I've been struggling for many days now with a class PublicationSaver() that I wrote that has a method for loading xml documents as strings (not shown here) and then it passes each loaded string to self.savePublication(self, publication, myDirPath).
Every time I have used it crashed after about 25.000 strings and it saves the last string on which it crashes, I was able parse that string separately so I suppose that the problem is not bad XML.

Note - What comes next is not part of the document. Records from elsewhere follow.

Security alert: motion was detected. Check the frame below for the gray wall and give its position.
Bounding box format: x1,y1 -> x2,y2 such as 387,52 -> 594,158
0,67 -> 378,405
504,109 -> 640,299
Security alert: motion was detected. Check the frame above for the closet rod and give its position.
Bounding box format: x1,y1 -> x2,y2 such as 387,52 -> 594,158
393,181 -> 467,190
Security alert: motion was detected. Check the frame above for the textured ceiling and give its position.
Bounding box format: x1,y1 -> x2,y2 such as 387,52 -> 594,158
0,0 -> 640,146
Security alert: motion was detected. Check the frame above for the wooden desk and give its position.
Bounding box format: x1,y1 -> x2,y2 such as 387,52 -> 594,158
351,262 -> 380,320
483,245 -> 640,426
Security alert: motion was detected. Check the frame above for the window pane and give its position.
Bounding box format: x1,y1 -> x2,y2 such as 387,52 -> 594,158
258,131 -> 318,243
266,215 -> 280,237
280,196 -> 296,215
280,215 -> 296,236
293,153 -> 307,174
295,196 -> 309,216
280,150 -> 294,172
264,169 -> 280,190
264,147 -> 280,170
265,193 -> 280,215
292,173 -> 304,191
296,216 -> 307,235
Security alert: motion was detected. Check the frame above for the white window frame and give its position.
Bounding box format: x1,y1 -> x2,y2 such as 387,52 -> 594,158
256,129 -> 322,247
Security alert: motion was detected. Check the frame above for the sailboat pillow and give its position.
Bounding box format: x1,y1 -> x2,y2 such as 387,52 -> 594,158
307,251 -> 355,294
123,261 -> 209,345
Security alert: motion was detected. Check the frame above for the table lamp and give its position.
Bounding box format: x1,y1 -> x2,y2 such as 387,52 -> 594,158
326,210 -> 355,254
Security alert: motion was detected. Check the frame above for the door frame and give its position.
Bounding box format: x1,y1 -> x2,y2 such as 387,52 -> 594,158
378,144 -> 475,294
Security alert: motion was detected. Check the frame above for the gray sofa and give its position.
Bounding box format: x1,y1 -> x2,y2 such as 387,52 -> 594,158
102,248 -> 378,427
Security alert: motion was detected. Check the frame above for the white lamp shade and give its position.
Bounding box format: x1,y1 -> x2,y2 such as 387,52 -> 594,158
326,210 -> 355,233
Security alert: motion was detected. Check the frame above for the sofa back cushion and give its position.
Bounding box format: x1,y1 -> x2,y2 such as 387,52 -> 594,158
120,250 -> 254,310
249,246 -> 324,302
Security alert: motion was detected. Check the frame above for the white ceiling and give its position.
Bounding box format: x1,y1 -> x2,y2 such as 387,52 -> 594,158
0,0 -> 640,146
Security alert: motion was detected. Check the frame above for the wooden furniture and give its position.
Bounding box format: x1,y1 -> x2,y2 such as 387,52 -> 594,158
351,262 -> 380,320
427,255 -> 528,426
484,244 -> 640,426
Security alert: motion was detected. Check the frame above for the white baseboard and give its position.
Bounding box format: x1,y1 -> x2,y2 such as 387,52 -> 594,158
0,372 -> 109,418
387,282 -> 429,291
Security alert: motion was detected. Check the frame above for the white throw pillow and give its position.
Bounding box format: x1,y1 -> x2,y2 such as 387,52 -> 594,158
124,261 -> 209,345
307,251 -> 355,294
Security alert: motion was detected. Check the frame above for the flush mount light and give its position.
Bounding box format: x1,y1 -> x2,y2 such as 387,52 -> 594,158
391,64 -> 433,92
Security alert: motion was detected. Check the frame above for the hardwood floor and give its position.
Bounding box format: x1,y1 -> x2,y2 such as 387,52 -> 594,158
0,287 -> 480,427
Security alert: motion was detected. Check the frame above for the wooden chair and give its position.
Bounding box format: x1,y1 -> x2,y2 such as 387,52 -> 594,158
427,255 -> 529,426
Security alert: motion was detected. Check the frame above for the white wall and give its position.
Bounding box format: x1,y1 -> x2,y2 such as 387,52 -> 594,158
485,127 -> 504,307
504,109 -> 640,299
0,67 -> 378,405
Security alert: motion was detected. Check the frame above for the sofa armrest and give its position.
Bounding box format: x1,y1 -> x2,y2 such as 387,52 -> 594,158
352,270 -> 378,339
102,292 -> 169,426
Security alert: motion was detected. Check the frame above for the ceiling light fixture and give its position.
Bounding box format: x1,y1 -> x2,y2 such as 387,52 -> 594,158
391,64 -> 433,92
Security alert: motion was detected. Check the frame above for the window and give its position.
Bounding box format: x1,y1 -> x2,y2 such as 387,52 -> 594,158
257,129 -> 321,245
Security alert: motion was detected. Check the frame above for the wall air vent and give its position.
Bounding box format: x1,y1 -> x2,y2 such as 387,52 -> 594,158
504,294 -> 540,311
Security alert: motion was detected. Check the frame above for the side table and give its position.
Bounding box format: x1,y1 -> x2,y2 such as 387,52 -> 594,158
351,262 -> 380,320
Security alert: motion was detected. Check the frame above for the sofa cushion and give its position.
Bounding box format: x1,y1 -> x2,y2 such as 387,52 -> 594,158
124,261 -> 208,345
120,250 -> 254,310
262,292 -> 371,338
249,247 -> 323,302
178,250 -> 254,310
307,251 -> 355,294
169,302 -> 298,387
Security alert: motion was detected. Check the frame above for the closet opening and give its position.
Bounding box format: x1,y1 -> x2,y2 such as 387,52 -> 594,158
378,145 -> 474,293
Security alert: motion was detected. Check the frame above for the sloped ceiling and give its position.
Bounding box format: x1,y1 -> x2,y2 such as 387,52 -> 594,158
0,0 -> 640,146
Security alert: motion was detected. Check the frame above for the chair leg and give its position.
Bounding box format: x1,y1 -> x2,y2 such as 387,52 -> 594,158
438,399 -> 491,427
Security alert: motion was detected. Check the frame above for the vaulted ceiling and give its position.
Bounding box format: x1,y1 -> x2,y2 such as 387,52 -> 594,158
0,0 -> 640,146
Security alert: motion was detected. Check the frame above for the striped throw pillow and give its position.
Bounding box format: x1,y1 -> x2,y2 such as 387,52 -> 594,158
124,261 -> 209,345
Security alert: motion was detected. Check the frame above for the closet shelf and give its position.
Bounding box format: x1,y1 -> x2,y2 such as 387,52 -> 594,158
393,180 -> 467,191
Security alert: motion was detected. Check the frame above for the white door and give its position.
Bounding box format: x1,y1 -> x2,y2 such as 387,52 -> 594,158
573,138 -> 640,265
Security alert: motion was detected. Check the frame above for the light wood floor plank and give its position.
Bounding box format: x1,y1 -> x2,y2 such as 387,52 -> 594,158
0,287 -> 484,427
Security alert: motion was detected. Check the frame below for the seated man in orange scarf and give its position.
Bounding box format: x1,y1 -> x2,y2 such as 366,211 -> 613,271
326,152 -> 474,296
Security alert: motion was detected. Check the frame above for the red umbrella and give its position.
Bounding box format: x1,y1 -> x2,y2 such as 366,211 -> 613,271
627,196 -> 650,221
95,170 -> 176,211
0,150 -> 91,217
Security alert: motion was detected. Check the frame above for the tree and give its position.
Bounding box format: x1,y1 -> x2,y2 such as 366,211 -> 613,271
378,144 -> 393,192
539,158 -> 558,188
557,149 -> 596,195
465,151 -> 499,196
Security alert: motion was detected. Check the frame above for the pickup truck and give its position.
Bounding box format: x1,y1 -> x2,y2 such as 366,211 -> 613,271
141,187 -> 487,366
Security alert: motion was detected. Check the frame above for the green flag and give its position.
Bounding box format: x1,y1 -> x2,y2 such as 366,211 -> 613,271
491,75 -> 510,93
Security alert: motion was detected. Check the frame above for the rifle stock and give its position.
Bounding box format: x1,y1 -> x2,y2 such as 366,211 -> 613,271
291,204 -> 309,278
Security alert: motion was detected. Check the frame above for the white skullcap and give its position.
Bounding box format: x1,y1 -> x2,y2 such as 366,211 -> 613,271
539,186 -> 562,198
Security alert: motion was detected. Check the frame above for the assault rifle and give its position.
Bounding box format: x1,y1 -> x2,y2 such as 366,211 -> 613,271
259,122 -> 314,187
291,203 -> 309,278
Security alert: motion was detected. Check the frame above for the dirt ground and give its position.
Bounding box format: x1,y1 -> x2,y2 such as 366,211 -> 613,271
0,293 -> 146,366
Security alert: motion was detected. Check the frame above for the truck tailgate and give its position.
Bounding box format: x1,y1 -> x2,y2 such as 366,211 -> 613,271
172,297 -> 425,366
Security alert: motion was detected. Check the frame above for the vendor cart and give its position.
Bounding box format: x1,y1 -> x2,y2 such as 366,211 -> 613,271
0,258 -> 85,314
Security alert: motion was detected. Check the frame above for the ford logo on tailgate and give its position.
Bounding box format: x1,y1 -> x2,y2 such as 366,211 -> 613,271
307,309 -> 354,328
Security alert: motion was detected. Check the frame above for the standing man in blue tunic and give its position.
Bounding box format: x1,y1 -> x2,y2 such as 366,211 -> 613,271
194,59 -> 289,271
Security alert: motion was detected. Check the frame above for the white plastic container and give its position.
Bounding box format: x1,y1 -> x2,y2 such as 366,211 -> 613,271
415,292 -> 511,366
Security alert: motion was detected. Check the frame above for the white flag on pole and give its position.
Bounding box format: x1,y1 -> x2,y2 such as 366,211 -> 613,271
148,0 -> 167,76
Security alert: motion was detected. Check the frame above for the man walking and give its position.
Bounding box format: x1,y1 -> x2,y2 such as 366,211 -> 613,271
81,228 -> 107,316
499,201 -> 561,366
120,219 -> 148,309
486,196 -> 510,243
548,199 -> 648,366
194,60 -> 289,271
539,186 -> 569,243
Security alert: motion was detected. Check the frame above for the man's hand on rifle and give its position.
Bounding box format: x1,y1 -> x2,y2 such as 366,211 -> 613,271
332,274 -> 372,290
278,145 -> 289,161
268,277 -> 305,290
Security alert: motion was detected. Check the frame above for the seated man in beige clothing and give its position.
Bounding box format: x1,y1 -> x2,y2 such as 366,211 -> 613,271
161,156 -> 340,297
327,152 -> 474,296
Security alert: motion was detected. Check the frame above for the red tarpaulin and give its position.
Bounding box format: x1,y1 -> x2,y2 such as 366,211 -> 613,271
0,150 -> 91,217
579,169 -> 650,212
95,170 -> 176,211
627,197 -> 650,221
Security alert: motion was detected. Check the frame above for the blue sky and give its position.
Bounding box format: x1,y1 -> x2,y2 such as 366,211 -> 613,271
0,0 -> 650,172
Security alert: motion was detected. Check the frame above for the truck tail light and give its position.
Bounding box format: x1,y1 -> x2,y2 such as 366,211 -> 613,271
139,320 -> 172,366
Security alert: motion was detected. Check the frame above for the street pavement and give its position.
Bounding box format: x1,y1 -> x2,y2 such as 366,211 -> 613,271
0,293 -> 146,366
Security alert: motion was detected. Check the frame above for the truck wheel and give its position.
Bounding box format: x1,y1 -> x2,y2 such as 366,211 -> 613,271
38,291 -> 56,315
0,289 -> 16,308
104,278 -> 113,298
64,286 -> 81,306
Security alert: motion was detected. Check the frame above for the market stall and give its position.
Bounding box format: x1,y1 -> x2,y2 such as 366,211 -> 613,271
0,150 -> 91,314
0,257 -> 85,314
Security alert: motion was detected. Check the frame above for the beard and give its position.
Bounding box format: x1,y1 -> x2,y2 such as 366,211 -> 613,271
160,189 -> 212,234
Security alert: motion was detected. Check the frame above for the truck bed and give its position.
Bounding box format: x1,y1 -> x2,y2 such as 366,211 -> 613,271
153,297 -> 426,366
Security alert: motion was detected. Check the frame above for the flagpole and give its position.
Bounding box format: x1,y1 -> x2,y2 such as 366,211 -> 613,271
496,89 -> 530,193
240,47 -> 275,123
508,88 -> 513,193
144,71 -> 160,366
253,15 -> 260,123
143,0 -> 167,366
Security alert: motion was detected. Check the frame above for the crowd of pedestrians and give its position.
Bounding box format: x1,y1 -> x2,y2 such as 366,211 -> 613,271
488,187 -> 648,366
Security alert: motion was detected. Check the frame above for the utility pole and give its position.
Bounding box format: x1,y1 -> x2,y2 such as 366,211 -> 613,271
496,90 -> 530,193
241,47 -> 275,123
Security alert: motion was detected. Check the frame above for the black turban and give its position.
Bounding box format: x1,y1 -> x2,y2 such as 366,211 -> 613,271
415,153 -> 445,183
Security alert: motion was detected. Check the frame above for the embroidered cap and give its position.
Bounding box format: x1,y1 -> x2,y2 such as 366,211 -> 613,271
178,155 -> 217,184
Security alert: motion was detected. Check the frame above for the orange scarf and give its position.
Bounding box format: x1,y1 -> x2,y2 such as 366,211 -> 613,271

I asked here but no answers.
I goggled a lot and it seems that I'm not the only one having this problem: here
So, since I really need to complete this task, I thought this: can I wrap all with a Thread set in main, so that when lxml parse throws an exception I get it and send a result to main to kill the thread and start it again?
#threading
result_q = Queue.Queue()
# Create the thread
xmlSplitter = XmlSplitter_Thread(result_q=result_q)
xmlSplitter.run(toSplit_DirPath, target_DirPath)
print "Hello !!!\n"
toSplitDirEmptyB=False
while not toSplitDirEmptyB:
splitterAlive=True
while splitterAlive:
sleep(120)
splitterAlive=result_q.get()
xmlSplitter.join()
print "*** KILLED XmlSplitter_Thread !!! ***\n"
if not os.listdir(toSplit_DirPath):
toSplitDirEmptyB=True
else:
xmlSplitter.run(toSplit_DirPath, target_DirPath)
Is this a valid approach ? When I run the code above at the moment is not working; I mean I never get the "Hello !!" displayed and the xmlSplitter just keep going even when it starts to fail (there's an exception rule that keeps it going).